Merhaba keko Ben, üçünüzün başlatmış olduğunuz tartışmanıza katılmıyacağım zira bu tartışma beni bağlamıyor, ve onun için sileri okumak ve yakip etmek düşüyor bana. Fakat size dostça hatırlatma yapayım, siz miletin mahlasla yazmalarına karşı çıkıyorsunuz, fakat sizde mahlasla yazıyorsunuz. Bu hastalık bir çok arkadaşta var. yapmayın, kaldıki siz gerçek isminizle yazsanız dahi karşınızdeki mahlasla yazabilir bundan doğal bir şey varmı???? saygılarımla

Kimseyi eleştirmiyor ve hakaret etmiyorum... Birilerin gerçek ismini vererek bir şey söylersem mertce çıkar kendi ismimle yazarım.. Bu çok açık değilmi?

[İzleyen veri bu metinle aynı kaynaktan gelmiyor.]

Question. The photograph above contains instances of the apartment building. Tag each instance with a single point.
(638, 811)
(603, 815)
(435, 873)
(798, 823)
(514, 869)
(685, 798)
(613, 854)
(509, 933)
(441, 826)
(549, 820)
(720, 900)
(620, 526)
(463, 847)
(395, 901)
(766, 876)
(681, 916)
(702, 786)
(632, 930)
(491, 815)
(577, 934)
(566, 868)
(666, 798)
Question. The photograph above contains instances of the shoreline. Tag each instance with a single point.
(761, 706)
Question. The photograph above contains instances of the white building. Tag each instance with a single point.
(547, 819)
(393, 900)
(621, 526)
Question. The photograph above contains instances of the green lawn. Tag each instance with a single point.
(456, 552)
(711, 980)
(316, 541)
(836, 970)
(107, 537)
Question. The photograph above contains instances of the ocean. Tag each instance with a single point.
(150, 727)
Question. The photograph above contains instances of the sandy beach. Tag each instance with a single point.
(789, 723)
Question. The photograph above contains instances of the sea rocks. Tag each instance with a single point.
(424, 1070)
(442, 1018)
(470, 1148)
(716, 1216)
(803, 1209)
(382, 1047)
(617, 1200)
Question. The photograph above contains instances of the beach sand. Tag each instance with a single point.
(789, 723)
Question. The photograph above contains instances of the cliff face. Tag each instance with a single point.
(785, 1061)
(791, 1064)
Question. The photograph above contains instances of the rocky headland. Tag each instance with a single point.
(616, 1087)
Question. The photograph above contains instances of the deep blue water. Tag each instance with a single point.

Selam

Munzur díyeceğim size, zira Bawa munzur kutsal bir evliya olup alevi inanışında değer ve ibadet merciyidir. Adaklar adanarak yüce bir dağın doruğuna, tabiatın muhteşem güzergahı bu inancın tabiatla bütünleşen adı olup bir düşünce ve felsefeye, duruşa götürür. Kürd alevilerinde, ya da diğer değimle sersorlarında kutsal dağ,berrak akkarsu ve yaşlı çınarda ifadesini bulan güzellik, tabu olmayıp sadece arayışın aracıdır. Tabiatla bütünleşmenin adıdır. Buna rağmen saygısızlık yapmayacağım bu inanca ve ondan dolayıdır ki sizi Munzur olarak atfedeceğim. Gelelim esas konuya; sizin bu kitabı okuyup okumadığınızı bilmiyorum, ben ise zorlanarak okudum ve geriye kalanını da herhalde zorlanarak okuyacağım sabra sığınarak. Peki okuduğumdan çıkardığım sonuç mu? Tarihi kendisiyle başlatan şarlatanların şarlatanlığı. Tarihi siyasi savunma Cemil ile başlamış olup, Cemil'den sonra Kürd ve kürdistan tarihi olmayacaktır. 1925 in kahramanları siyasi savunma yapmamıştır, 1926 Ağrı başkaldırısının tutukluları mahkemeye gelir gelmez diz çükerek biz ettik siz yapmayınız...bizim de anamız türktür diyerek yargı merciyine af edilmelerini söylemişler ve 1938 e geldiğimizde de yalvaran yakaran direnişin tutukluları da keza anamız türk ve biz ettik siz etmeyiniz. Siyasi irade göstermeyip hemen teslim olmuşlardır. Koçgiri'de ise hepsi Topal Osmanla imha edilip tek bir kişi yakalanmamış olup siyasi savunma yapılmamıştır.Xalıt Beg de yene Bidlis'te ey ulu türkler mahkemenizin baxtına düşmüşüm, ben büyük bir hata isledim kürdistan istemekle diyerek el bağlayıp af dilemiştir.Taaa ki 80 e kadar hernekadar bir iki kişi biz de kürdüz bu dava siyasidir demişsede yarım yamalak olup esas tarihi açılımda Cemil bakmış ki tarihte kahraman yok, hemen kolları sıvayarak siyasi savunma yapmış olup tarihe not düşmüştür. En büyük Cemil başka büyük yok. Kürd halkının ilki. Munzur başka ne yazmamı istersin. Adam bir ilktir ve siyasi savunmanın da mücididir. Bundan sonrakiler bu tarihi tecrübeden ders almalıdır. İlham kaynağı şahesere karşı durmak ne haddimize. Ezdane dılovan sahibine bağışlasın. Gelecek kuşaklara da örnek olsun. Amin. Her ne hikmetse Kürdlerde biri çıkar ve her şeyi kendisiyle başlatır. Bu milletin aydınları da gözlerini oğarak günaydın demekte. Allaha inancın varsa allah sana kolaylık versin yoksa eğer Xızır sana kolaylık versin. O da yoksa takatın sana yol versin keko....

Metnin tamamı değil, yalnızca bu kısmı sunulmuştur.